8. Click the Send button at far right of your request field to execute the request
9. Use the Result setting located under all three tabs (Headers, URL Params, and Body) to choose an output format for your data: Form, XML, JSON, or Text
Web request Results setting
Don’t forget to test your request to ensure you’ve configured all settings to achieve your desired result.

Testing your WWW requests

If you’re curious about your web service payload details, you can use a site like webhook.site to test your webhooks and HTTP requests. Use the site to generate a sample URL, then paste it into the Put method bar in the WWW tool configuration window and click Send.

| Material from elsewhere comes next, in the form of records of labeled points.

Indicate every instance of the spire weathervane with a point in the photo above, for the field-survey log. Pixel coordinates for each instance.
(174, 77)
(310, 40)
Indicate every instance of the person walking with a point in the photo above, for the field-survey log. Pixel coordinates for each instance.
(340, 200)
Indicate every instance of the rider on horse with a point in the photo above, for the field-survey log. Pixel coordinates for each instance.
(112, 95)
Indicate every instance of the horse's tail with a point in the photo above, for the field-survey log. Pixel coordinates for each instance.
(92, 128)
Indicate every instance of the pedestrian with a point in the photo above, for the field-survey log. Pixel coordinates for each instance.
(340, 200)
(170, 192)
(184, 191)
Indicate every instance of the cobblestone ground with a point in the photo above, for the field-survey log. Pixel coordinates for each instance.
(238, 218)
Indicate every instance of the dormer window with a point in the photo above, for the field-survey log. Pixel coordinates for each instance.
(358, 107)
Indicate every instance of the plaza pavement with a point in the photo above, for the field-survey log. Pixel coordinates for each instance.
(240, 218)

Utilizing your WWW request results

Now that you’ve made your request, let’s find out how to use it (when a response is applicable).
If you want to see — or use — the results of your request, you’ll find your response located on the tool’s model object (you can read more about model objects here). To reference it, you can use the {{model.ToolName}} syntax, wherein ‘ToolName’ simply stands for whatever name you gave to that WWW tool. Let’s try it in an example.
Say you want to make sure your agent has their identifying information at hand in case a customer asks for it while on a call or chat.
One way is to use the WWW tool to fetch the agent’s group name and ID number and then display that information in a table in your script so the agent can refer to it as needed. Let’s try that method below.

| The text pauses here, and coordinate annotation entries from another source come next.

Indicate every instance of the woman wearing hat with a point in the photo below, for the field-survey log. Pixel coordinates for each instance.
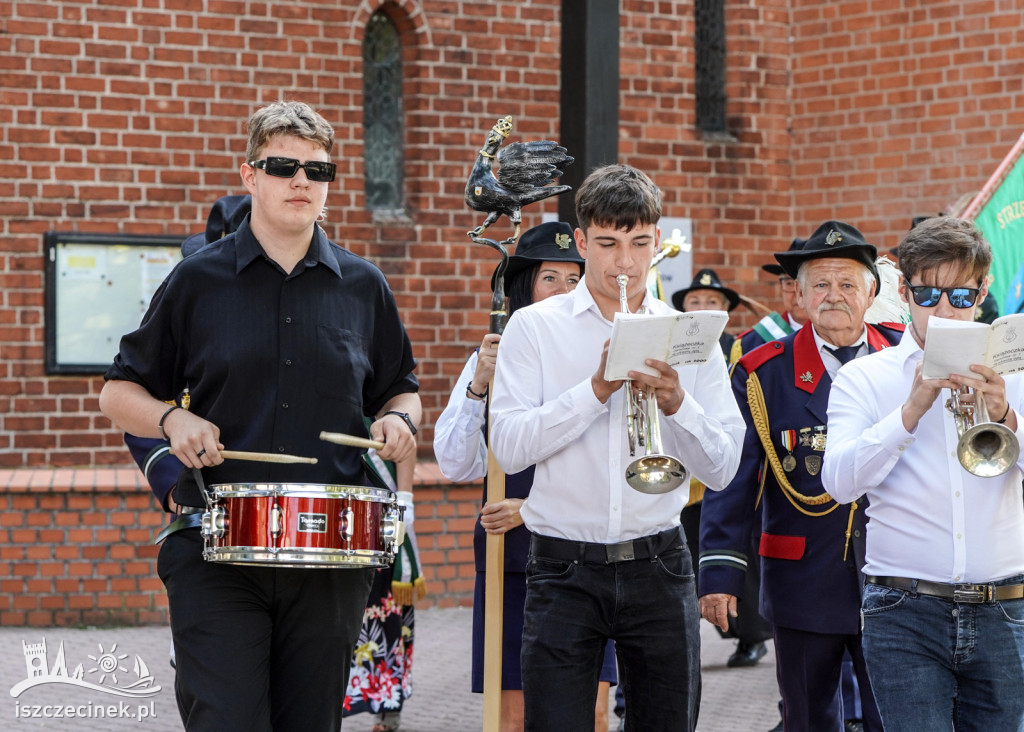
(546, 263)
(708, 293)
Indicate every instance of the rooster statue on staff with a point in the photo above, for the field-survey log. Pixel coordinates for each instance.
(524, 175)
(525, 171)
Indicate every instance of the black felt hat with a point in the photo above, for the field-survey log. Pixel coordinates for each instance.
(775, 269)
(225, 216)
(706, 280)
(551, 242)
(833, 240)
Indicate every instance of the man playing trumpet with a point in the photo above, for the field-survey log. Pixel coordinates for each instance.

First, open the WWW tool, name it, and choose your request method. In this case, we’ll use Get. Enter the URL for the information you wish to retrieve into the field next to the Get menu, and if needed, include any relevant parameters either in the URL itself or via the URL Params tab below.
WWW tool configuration window
In this case, we’re hitting an API endpoint in the platform’s system, so we’ll need to pass an authorization token to ensure that request can access the information. That token (and a host of other relevant information) can be found in your browser’s developer tools.
Using developer tools to view request information
Open the page you want to retrieve information from, then open up your developer toolbox and click on the Network tab to view your URL and check that the domain is CORS-enabled (remember, you’ll see an asterisk in the Access-Control-Allow-Origin response header if it is enabled):
URL and CORS-enabled verification on website
Scroll down a little further to view your request headers information and you’ll find that authorization token you’re going to need if you want permission to access this endpoint via the WWW tool:
Developer toolbox authorization token
Now we can head back to our script and enter that token as a variable via the Headers tab:
Inserting authorization token in WWW Configuration window
Click Send to preview your request and ensure it’s working as intended:
Checking success of the authorization token
Success! The data appears in the Result field (in the example above, it’s in JSON format, which you can see is the selected format just above the code block). Feel free to toggle on the XML or Raw radio button if you wish to view your result in a different format.